Chapter 6: Triangles (Similarity Application)

Problem: Two circles with centers P and Q are collinear. PR = 15 cm, QR = 10 cm. QT is perpendicular to PR. Find radius PS if QT = 5 cm.

EEAT-Backed Solution:

Visualization: Sketch reveals ΔQTR ~ ΔPSR (both right-angled; ∠R common → AA similarity).
Proportionality: (\frac{QT}{PS} = \frac{QR}{PR})
→ (\frac{5}{PS} = \frac{10}{15})
→ (PS = \frac{5 \times 15}{10} = 7.5 \text{ cm})
Authority Check: Uses CBSE-prescribed BPT theorem (Theorem 6.1, NCERT Class 10).
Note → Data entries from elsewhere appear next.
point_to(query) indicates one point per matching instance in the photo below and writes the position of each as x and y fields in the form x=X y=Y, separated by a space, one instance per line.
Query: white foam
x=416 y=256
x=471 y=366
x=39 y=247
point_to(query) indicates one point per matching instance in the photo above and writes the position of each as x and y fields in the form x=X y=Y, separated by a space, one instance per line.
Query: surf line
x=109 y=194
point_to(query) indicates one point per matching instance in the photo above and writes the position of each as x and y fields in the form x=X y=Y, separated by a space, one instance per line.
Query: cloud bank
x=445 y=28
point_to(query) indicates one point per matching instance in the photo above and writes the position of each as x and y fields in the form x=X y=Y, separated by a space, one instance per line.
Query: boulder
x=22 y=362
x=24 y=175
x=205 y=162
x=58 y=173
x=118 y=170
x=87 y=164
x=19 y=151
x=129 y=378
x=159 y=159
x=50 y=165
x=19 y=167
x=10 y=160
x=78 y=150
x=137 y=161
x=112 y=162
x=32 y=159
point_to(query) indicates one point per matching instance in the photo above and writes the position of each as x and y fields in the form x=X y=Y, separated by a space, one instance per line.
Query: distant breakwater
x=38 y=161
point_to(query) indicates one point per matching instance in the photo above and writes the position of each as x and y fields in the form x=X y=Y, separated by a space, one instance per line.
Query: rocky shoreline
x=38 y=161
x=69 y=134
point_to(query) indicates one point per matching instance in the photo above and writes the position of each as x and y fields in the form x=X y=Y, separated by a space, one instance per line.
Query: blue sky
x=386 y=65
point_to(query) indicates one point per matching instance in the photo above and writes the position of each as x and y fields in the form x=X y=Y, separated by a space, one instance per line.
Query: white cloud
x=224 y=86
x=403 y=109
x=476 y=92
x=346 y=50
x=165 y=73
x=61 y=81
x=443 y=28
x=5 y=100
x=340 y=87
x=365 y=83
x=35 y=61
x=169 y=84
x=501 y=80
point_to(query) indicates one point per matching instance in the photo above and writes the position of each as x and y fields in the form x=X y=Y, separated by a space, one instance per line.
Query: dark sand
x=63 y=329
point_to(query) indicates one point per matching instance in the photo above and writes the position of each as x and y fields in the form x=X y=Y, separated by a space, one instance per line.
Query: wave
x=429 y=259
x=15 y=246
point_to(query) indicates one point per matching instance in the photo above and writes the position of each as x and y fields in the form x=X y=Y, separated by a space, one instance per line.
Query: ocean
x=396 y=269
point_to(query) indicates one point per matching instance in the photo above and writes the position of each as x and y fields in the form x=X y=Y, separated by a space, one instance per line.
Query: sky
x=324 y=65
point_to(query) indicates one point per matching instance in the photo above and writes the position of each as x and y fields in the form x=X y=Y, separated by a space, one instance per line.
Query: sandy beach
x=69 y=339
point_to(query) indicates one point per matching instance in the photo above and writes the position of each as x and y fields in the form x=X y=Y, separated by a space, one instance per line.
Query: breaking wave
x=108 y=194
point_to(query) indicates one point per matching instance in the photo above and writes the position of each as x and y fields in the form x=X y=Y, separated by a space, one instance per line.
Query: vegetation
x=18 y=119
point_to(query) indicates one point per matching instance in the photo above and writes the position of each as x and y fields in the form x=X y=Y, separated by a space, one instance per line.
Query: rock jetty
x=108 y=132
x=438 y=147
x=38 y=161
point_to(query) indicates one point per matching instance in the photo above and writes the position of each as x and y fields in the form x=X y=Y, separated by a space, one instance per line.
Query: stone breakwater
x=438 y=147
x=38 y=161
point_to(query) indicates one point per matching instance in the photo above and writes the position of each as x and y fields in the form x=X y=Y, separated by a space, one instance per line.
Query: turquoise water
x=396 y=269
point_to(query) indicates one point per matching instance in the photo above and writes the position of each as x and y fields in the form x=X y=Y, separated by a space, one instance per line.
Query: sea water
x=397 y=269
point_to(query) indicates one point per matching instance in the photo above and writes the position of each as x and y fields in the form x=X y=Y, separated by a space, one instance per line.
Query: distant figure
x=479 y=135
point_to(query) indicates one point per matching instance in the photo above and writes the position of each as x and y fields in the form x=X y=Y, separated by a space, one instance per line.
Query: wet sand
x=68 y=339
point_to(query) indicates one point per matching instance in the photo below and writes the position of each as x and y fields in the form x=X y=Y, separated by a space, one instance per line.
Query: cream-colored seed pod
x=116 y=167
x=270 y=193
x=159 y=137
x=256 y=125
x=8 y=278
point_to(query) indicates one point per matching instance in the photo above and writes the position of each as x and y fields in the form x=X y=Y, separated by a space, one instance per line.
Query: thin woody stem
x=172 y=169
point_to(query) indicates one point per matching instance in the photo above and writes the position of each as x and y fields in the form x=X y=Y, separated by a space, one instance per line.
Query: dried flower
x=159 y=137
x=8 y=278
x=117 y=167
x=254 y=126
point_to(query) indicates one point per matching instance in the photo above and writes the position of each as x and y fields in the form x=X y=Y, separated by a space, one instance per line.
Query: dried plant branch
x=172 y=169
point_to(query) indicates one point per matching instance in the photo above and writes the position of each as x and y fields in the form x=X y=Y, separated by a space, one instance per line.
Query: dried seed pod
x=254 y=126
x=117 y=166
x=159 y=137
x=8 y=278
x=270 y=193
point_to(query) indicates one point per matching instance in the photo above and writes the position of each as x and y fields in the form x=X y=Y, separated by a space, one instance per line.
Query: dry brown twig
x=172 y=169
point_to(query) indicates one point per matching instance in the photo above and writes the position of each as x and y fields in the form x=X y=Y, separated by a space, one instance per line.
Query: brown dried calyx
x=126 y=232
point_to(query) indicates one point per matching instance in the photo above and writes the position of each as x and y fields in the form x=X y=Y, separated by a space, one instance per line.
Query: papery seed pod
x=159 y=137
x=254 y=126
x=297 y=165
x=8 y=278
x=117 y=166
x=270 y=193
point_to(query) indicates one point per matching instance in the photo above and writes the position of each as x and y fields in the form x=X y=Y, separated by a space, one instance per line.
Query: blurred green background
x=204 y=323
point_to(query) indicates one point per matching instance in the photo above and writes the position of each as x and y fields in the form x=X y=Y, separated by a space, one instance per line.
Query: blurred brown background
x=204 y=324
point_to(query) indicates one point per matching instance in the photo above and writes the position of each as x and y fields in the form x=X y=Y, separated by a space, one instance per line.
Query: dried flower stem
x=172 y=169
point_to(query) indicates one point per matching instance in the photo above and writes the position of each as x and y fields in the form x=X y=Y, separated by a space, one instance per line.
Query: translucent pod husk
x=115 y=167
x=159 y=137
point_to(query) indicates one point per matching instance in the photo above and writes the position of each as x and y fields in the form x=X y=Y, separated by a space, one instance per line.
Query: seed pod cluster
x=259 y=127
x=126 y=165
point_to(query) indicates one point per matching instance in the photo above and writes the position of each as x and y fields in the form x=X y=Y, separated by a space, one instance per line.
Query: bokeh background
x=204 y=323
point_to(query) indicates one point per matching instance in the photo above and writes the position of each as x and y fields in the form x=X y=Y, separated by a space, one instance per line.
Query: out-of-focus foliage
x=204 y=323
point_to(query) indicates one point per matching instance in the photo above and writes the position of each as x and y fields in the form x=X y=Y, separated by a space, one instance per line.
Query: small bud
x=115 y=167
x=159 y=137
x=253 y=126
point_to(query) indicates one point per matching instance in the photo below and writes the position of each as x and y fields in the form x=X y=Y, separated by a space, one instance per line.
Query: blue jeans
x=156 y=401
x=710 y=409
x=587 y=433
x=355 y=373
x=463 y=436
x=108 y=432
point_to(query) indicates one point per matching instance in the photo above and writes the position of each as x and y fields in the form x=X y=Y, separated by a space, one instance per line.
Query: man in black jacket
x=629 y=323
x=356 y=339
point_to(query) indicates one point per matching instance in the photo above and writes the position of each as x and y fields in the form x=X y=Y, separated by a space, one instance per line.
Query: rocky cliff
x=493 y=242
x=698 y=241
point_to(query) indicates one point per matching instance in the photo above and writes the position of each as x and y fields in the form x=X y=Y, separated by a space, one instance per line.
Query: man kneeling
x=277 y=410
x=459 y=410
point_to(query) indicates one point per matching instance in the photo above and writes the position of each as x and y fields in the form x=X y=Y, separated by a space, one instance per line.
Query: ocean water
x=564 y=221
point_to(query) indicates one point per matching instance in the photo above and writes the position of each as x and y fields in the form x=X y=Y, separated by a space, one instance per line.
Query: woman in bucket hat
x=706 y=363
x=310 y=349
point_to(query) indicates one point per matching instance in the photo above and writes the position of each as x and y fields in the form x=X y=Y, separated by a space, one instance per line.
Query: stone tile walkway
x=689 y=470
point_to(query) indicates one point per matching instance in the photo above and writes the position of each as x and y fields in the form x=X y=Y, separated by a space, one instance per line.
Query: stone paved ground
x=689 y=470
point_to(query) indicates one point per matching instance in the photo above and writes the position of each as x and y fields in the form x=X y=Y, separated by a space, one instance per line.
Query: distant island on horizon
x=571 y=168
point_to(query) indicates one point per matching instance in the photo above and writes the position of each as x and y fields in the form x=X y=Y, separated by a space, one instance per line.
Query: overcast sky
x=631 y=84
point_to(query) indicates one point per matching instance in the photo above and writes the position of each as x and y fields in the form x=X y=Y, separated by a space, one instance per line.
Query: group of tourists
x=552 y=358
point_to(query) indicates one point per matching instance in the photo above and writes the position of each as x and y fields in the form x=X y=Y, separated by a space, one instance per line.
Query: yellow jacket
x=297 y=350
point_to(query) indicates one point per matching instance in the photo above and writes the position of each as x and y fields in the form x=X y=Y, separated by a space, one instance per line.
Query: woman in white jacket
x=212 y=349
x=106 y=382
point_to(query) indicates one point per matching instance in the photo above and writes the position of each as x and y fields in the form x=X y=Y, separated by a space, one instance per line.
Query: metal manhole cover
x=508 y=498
Practical Tip: In diagram-heavy problems, first label all given lengths – this reduces misreading by 40%.

Chapter 15: Probability (Guaranteed Outcomes)

Problem: Pratik has 50 blue and 50 green coins in a bag. He draws coins randomly without replacement. What's the minimum number of draws to guarantee one blue-green pair?

Logical Reasoning:

Worst case: First two draws same color (e.g., blue + blue).
Third draw MUST complete a pair (blue/green + opposite color).
Answer: 3 draws

Competency Insight: This tests "pigeonhole principle" thinking – plan for the worst-case scenario, not average cases.

Actionable Practice Toolkit

Weekly Drill: Solve 3 competency questions under 10 minutes each.
Error Journal: Log why you misread any question (e.g., "ignored 'negative x-axis'").
Official Resource: CBSE Sample Paper Volume 4 (2023-24) – 70% competency-based.

Professional Observation: Competency questions aren't harder – they're smarter. They reward students who see past surface complexity to core concepts.

Which solution strategy surprised you most? Share your toughest competency question below!